“冰魄蛊解决掉了吧?”飞机上,乔阳才有机会问起。
“我抹去了它所有的意识和记忆,现在,它大部分能力都属于我了。”阿五扬了扬娇俏的下巴道。
“金家的寒冰真经有用吗?”乔阳笑问。
阿频频地点头道:“如果不是寒冰真经,我的元气就被冰魄蛊给冻住了。”
“那你现在也能冻住别人的元气了?”乔阳瞪大了眼睛问。
“应该可以。”阿五自豪地说。
“等我们见到唐老大和首长了你别说话,记住,没有我的允许,一定不要答应他们加入杀盟的事儿。”乔阳突然严肃起来。
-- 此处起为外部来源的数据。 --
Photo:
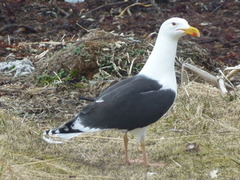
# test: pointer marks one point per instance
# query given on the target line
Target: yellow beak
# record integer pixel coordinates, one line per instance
(192, 31)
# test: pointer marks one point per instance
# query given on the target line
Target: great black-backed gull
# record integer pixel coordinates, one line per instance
(136, 102)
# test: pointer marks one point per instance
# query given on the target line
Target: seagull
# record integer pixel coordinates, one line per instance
(132, 104)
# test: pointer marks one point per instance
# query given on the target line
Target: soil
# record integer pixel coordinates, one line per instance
(34, 21)
(61, 30)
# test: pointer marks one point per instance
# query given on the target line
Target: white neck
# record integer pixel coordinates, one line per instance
(160, 65)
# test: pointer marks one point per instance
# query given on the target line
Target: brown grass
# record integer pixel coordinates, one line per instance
(201, 115)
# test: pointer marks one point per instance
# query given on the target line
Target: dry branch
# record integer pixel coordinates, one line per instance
(211, 79)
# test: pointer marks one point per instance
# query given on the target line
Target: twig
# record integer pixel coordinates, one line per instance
(105, 6)
(176, 162)
(135, 4)
(82, 27)
(131, 66)
(205, 75)
(13, 26)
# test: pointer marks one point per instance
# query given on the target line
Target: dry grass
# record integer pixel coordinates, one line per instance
(200, 115)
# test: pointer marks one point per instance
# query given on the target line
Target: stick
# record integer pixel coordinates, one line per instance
(205, 75)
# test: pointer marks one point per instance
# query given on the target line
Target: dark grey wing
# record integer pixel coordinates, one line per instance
(134, 104)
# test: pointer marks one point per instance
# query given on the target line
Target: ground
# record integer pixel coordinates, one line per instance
(80, 49)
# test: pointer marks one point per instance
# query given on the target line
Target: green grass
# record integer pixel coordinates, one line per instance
(200, 115)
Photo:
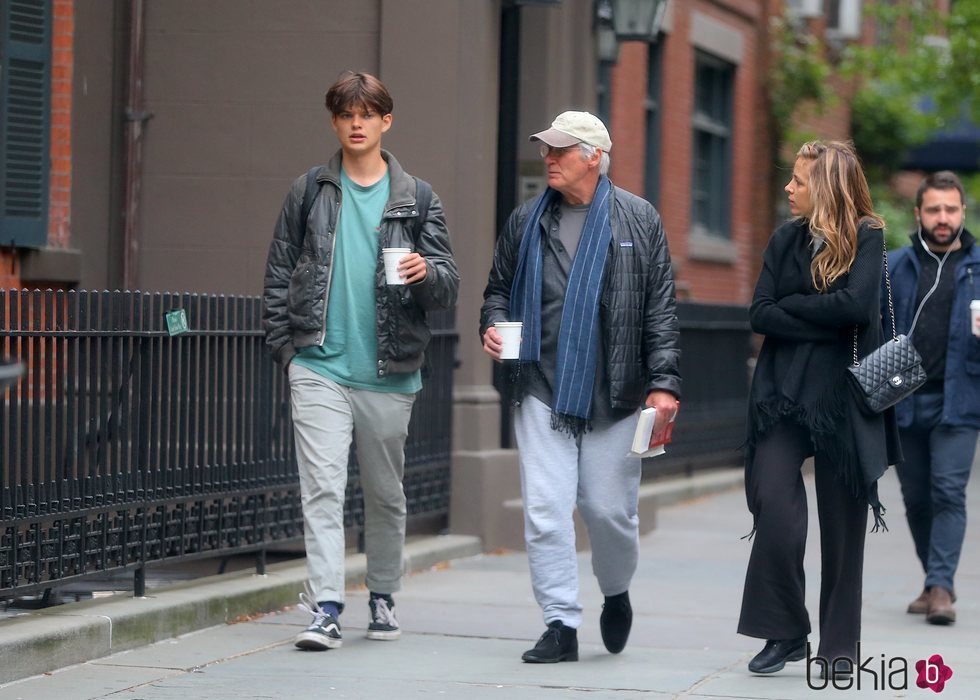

阿五幸福地点了点头,紧紧地抓住乔阳的胳膊,把脸贴了上去。
两人刚走下飞机悬梯,便看到一辆白色军牌的越野车停在那里,乔阳还跟一旁的阿五嘀咕:“以权谋私,不知道哪家的纨绔子弟,竟然把军车开到飞机下面接人,人比人得死人啊!”
阿五突然笑了笑说:“别是来接你的。”
“我?谁会来接我?在上京我可不认识人。”乔阳咧了咧嘴。
“唐九啊!”阿五笑得花枝乱颤。
“他?他会来接我?都是我去接他好不好?如果他来接我,我能幸福地一年不碰女人。”乔阳声音有些大,引得周围无数乘客扭头看他。
“你说的啊!”阿五笑出声来。
阿五话音落时,只见军车的驾驶室门打开了,唐九一身戎装地探出头来,向乔阳挥了挥手。
乔阳下巴直接掉到了地上,他依然不相信唐九会亲自开车,还是来接他,他四下里看了看,可周围的人他谁也不认识,也没有人看向嚣张的唐九。
乔阳依然不相信,又拿右手食指指了指自己的鼻子,那意思是问唐九是不是来接他。
唐九用手比了一个手枪的姿势,嘴角突然挑了挑。
乔阳愣住了,心里突然极暖,他太清楚这个手势了,在特种部队时,这个手势就是他的代号,执行任务了,兄弟们只要一比这个手势,他就知道兄弟们在叫他。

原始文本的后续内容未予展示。